Safiye cried out—in affected alarm; there is no chance that she was really wounded.
“And who is so simpleminded but you, peasant!” The brigand shoved his wife away from Safiye with a snarl. “Can’t you imagine that there are women in this world who have never roughened their hands upon a spindle?”
“Useless leaches, dressed in the sweat of others,” the woman snapped back, “as you, Orhan, have said yourself so many times.”
“There are words in the Turkish language this girl knows that would send your simple head spinning, woman. As Allah is my witness, they would set you head spinning with their luxury, though she is but a newcomer to this country and this language.”
“And you are so fluent in the language of luxury,” the woman mocked, in the fury of the moment quite careless of her gizzard. “‘Bath,’ for instance. Now there’s a luxury you’re a stranger to, and I’m sure the fact hasn’t missed the girl. ‘Bath, bath, bath.’ Now whose head is spinning? I dare say you are even afraid of water, for Allah knows, I’ve never seen you come near it.”
The brigand rubbed his missing eye, but only for a moment. In the next moment he had snatched Safiye to her feet, sending the comb flying from her hand. It broke in two upon the floor, but Safiye, who had cried out in alarm at a violent movement not minutes before, said nothing.
“I shall show you who’s a peasant,” the brigand said.
“I bet you’re afraid of water, like a cat,” his wife retorted.
“I’ll show you!” the brigand said again. “I’m every bit as good as a Sultan’s son, and can bathe whenever I damn well feel like it. Not only that, but I can bathe with Murad’s very own attendant—whenever I feel like it. A pox on you, woman.”
And with that he dragged Safiye from the hut.
After the year’s first bout of stormy weather, it had turned balmy again. But this false return to summer and the warm colors of the leaves could not make up for the fact that the little mountain stream, running a hand deep over iron-cold slabs of stone, was kept from turning to ice overnight only by its movement. Even then, with a morning of sun on its back, it was a far, far cry from the blood-heat in which Murad liked to soak. However, Orhan was nothing if not immune to physical discomfort, especially when his pride was at stake. His clothes were off and he was in that water in a moment.

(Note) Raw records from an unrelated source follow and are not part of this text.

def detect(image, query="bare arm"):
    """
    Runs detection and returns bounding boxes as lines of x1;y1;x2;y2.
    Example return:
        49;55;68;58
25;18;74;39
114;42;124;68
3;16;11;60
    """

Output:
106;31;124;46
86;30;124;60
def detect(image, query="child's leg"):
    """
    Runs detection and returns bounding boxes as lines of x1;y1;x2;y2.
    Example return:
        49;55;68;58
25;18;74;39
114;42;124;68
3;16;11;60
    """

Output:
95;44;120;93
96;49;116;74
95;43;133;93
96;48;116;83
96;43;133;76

But it was not his wife, long out of earshot, almost out of memory, against whom he railed in that state. “Prince Murad, you’re a woman compared to Orhan, the Crazy One. By Allah, yes, you are.”

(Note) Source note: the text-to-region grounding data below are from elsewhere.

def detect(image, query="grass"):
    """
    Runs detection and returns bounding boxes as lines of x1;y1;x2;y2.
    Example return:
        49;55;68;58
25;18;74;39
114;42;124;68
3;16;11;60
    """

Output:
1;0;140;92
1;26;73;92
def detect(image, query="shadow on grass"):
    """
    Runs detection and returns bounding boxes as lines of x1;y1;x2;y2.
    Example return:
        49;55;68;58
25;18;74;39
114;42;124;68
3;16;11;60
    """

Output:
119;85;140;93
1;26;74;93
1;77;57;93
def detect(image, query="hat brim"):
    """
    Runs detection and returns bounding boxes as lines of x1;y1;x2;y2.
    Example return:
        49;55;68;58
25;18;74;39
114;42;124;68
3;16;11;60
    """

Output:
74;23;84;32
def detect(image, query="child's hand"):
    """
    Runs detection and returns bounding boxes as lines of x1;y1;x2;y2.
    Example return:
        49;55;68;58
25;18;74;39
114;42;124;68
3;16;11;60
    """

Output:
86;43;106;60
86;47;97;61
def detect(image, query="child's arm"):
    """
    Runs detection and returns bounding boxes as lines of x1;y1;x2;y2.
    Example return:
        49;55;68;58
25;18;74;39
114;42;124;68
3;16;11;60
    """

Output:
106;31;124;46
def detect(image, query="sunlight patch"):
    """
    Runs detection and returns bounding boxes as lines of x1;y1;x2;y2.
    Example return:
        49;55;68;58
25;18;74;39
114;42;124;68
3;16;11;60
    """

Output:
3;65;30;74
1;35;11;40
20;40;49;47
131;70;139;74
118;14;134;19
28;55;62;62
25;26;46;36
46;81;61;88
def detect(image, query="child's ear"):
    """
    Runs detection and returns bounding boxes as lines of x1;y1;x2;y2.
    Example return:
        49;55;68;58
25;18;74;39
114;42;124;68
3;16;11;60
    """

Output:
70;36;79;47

Safiye was left standing alone on the banks and I dare say that, braggart though he was, Orhan would have left her there. A mountain stream was his element; with a woman of courtly manners he was a stranger and quite honestly afraid of her. He even avoided her almond eyes as he fumed against her lover, and would have done so till the bath was over, had not a soft noise and movement in that direction wrested his attention. Safiye had removed her robe and stood there in underblouse and shalwars.

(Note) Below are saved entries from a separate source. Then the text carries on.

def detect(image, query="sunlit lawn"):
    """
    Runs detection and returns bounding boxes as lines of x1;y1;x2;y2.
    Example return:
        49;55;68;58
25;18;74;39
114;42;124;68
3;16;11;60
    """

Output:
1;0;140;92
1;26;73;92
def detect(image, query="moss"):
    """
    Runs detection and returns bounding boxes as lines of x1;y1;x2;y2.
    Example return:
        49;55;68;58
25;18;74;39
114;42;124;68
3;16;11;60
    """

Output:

“I thought it best,” she said. “There are pearls on it, and surely, master, you would not want to risk having them wash away downstream.”
The brigand saw how the breath of a wind through the sheer underblouse tickled her nipples into tight little peaks and his heart pounded in an emotion to which he was a stranger. He called the emotion fear or shame, and clambered out of the water and onto a sun-warmed stone on the other bank to escape it. More disconcerting still was the state of his manhood, that thing he had boasted of all his life for the great control he held over its virility and it over womankind in general. He sought to hide it from her, but in a moment she had crossed the stream to him.
Even mystics relishing martyrdom will ease into impalement. But Safiye delved coaxingly on, once or twice, before she took him in completely. With her little white knobs of breast bouncing before his face, she whispered hoarsely, “Taste the pearls you’ve stolen from Prince Murad.”